In: Nursing
Patient safety experts agree that communication and teamwork skills are essential for providing quality health care. When all clinical and nonclinical staff collaborate effectively, health care teams can improve patient outcomes, prevent medical errors, improve efficiency and increase patient satisfaction.
In today’s health care system, delivery processes involve numerous interfaces and patient handoffs among multiple health care practitioners with varying levels of educational and occupational training. During the course of a 4-day hospital stay, a patient may interact with 50 different employees, including physicians, nurses, technicians, and others. Effective clinical practice thus involves many instances where critical information must be accurately communicated. Team collaboration is essential. When health care professionals are not communicating effectively, patient safety is at risk for several reasons: lack of critical information, misinterpretation of information, unclear orders over the telephone, and overlooked changes in status.
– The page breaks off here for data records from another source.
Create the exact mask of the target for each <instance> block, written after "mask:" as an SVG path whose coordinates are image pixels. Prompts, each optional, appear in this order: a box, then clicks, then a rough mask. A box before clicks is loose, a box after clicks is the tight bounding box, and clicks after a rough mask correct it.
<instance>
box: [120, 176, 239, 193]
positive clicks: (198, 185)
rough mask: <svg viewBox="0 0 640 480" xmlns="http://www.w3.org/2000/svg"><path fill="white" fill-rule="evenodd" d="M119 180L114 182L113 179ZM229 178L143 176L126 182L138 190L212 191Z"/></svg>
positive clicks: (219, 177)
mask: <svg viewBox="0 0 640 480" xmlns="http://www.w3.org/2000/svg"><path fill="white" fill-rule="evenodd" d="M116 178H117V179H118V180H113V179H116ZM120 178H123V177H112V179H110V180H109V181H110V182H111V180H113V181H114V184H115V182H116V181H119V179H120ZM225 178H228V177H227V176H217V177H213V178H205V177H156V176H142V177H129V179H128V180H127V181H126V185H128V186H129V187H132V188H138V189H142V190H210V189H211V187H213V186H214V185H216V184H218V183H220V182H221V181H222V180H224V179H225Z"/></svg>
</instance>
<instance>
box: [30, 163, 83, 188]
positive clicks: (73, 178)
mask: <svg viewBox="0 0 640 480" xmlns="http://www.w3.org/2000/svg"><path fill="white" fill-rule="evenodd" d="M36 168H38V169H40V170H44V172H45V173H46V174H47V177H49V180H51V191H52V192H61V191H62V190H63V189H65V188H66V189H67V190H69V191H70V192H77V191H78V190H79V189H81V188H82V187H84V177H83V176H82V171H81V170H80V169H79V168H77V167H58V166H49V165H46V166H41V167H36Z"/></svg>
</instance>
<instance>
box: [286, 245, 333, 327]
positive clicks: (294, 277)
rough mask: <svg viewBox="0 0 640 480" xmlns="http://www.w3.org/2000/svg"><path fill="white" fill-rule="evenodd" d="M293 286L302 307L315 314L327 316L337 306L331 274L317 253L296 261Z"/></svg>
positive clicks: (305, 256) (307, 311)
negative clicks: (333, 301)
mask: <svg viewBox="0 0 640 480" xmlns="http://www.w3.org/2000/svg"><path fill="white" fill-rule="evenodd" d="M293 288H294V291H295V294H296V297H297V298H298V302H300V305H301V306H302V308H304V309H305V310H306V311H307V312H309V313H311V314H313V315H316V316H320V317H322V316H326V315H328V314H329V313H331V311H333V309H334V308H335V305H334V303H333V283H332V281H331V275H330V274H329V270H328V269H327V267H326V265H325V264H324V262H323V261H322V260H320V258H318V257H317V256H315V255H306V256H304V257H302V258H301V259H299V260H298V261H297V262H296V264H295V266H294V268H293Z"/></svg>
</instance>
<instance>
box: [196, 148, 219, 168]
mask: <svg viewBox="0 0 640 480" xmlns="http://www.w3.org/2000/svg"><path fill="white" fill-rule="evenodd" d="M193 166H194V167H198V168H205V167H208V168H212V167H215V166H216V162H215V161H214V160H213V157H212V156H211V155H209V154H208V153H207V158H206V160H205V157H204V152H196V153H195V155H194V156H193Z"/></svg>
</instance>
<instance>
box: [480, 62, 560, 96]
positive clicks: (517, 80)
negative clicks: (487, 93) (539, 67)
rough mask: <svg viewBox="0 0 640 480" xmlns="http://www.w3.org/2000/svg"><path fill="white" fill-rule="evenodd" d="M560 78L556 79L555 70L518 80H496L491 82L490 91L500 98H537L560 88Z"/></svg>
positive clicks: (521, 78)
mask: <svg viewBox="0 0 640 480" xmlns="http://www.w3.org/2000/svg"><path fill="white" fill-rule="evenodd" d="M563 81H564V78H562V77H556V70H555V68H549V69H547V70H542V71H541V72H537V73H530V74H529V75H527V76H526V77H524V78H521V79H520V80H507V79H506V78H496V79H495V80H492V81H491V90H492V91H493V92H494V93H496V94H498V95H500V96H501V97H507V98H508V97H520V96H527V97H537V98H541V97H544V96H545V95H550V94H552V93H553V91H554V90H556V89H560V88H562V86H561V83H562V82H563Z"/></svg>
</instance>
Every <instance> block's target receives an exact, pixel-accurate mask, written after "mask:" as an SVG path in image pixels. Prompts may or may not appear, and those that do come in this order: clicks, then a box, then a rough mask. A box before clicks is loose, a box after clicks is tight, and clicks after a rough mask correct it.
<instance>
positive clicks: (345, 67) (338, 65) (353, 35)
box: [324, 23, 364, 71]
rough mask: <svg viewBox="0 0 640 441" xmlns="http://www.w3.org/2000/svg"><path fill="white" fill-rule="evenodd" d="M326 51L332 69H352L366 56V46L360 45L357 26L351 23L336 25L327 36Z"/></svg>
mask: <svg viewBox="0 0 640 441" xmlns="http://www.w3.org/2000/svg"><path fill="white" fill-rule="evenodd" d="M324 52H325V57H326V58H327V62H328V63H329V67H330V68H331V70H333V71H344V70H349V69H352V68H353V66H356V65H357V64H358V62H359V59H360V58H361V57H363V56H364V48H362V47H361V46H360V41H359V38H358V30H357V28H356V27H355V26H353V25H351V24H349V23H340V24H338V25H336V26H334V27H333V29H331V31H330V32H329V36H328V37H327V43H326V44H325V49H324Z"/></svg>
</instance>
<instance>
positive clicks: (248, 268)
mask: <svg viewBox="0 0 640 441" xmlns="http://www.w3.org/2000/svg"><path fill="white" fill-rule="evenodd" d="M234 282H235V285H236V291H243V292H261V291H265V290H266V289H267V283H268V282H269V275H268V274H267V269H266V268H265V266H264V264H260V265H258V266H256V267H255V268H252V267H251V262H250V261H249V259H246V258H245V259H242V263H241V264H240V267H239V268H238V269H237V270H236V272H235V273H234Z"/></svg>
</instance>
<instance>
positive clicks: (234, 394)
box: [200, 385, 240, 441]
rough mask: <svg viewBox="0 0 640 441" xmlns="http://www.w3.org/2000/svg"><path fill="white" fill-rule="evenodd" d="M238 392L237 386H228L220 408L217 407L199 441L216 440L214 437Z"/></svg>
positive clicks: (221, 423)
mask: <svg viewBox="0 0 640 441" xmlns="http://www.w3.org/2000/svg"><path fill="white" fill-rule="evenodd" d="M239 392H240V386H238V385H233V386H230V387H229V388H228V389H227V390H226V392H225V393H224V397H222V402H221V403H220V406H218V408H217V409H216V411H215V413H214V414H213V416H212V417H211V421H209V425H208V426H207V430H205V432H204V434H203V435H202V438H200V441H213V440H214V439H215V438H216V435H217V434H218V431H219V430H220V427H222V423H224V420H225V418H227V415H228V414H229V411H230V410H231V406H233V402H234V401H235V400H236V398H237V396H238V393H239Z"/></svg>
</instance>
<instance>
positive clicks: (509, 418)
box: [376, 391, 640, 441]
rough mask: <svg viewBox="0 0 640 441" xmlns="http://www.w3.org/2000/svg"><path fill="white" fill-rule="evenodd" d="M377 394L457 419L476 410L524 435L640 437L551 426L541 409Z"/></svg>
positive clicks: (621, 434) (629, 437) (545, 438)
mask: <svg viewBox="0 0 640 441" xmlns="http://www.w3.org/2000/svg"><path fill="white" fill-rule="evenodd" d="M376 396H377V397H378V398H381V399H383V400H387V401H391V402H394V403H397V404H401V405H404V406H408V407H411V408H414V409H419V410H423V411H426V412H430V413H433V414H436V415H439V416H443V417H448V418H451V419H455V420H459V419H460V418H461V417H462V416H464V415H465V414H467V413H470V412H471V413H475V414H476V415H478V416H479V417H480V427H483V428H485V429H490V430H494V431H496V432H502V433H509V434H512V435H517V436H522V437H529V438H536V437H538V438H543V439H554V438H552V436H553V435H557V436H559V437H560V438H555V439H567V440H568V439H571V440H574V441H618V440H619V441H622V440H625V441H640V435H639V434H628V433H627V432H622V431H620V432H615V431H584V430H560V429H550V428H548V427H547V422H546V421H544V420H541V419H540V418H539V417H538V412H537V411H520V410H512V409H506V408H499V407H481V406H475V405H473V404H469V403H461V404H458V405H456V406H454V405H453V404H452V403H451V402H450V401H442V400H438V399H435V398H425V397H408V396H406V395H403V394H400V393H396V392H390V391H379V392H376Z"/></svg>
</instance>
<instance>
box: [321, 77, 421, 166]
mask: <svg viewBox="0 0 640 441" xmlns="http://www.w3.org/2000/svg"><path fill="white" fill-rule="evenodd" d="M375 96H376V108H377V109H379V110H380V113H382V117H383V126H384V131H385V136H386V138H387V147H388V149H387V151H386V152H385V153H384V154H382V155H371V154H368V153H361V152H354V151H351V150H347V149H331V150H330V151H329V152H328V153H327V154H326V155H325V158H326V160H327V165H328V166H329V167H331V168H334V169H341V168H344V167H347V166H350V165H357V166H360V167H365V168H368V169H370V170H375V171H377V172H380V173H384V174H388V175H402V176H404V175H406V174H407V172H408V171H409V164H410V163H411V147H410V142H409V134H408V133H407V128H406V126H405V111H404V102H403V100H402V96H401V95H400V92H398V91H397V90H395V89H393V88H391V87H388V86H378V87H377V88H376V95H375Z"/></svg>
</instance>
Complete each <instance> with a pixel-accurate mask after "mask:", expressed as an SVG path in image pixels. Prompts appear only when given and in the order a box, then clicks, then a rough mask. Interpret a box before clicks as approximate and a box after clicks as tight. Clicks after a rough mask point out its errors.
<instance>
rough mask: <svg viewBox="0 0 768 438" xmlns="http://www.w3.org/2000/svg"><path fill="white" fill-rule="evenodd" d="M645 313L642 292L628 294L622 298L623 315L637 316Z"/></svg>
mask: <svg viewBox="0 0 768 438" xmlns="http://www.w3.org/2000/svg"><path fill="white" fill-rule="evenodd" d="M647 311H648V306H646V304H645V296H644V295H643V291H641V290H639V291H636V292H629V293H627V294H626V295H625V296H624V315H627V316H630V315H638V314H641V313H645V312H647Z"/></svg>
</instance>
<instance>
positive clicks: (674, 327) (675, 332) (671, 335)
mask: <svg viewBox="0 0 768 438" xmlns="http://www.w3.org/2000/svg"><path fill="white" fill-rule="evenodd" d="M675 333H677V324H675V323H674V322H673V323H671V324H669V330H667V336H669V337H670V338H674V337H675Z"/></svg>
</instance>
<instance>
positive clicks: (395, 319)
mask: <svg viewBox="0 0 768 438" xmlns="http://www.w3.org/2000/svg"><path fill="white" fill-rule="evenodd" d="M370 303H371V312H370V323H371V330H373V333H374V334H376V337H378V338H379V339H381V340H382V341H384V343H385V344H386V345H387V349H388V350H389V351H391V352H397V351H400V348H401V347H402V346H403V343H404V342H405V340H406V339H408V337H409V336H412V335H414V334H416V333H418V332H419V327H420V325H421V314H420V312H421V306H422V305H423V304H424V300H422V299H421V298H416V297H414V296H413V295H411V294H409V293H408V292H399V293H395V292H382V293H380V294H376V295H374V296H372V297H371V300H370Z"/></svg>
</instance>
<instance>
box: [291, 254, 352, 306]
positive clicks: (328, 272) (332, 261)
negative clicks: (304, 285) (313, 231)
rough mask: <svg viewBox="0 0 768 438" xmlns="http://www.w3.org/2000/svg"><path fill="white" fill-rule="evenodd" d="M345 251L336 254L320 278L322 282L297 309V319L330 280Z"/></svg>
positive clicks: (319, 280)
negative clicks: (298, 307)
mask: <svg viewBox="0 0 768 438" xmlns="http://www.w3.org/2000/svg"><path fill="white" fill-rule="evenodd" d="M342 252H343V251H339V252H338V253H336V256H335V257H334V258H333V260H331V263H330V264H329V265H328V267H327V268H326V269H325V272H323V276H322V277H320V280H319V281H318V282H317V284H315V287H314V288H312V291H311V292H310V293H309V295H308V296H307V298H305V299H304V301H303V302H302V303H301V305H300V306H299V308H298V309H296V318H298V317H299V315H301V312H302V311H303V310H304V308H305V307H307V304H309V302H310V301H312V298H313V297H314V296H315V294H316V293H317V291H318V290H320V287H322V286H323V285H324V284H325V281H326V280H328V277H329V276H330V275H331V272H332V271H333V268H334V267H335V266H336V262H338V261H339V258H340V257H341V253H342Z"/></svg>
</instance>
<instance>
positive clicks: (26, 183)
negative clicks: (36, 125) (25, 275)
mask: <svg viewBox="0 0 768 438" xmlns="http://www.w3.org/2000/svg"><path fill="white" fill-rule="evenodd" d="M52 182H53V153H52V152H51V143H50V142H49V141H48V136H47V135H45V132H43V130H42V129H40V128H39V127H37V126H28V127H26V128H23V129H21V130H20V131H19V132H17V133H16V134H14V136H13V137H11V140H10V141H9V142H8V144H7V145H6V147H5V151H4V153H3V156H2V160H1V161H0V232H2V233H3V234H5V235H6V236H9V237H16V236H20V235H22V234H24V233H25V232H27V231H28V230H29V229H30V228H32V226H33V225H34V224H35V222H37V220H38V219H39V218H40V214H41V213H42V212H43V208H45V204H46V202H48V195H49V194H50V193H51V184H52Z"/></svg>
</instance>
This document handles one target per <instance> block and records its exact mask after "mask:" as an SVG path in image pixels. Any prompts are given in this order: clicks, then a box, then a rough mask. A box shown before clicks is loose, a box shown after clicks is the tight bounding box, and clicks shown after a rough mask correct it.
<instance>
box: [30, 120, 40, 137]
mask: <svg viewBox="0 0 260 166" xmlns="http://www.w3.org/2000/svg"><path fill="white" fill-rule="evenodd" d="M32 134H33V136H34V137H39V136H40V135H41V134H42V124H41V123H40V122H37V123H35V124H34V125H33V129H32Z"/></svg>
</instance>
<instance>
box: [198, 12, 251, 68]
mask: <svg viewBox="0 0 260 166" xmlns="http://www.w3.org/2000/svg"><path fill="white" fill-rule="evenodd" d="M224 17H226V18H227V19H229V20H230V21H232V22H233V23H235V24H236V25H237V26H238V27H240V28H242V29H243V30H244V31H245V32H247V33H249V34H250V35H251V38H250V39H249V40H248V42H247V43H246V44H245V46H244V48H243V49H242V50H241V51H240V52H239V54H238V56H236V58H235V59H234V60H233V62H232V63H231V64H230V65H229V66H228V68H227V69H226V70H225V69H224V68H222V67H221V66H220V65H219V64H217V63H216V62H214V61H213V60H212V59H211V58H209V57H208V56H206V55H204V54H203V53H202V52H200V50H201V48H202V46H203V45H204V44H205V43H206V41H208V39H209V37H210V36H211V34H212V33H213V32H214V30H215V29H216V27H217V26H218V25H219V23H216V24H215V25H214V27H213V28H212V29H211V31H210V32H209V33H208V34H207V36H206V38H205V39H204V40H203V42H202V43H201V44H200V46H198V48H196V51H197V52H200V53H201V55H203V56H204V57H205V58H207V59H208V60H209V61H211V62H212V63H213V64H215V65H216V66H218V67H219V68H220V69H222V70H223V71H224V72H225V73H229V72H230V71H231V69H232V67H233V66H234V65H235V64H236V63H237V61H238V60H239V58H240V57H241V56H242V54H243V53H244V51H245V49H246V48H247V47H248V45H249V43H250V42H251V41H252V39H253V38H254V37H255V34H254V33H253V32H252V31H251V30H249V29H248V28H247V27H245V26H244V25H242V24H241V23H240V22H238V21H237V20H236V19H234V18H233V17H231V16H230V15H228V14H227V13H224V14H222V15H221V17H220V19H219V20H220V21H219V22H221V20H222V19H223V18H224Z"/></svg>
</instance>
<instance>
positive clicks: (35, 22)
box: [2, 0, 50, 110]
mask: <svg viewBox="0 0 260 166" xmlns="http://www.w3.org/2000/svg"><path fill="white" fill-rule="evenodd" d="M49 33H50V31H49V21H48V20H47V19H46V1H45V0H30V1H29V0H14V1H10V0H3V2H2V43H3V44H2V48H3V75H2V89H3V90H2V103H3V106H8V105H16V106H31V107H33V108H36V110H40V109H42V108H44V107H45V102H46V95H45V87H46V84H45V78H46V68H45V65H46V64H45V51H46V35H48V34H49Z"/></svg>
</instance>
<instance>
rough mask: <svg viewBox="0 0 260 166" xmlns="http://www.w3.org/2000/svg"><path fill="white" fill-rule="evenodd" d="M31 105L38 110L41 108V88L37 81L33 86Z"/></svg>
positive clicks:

Lack of communication creates situations where medical errors can occur. These errors have the potential to cause severe injury or unexpected patient death. Medical errors, especially those caused by a failure to communicate, are a pervasive problem in today’s health care organizations
Traditional medical education emphasizes the importance of error-free practice, utilizing intense peer pressure to achieve perfection during both diagnosis and treatment. Errors are therefore perceived normatively as an expression of failure.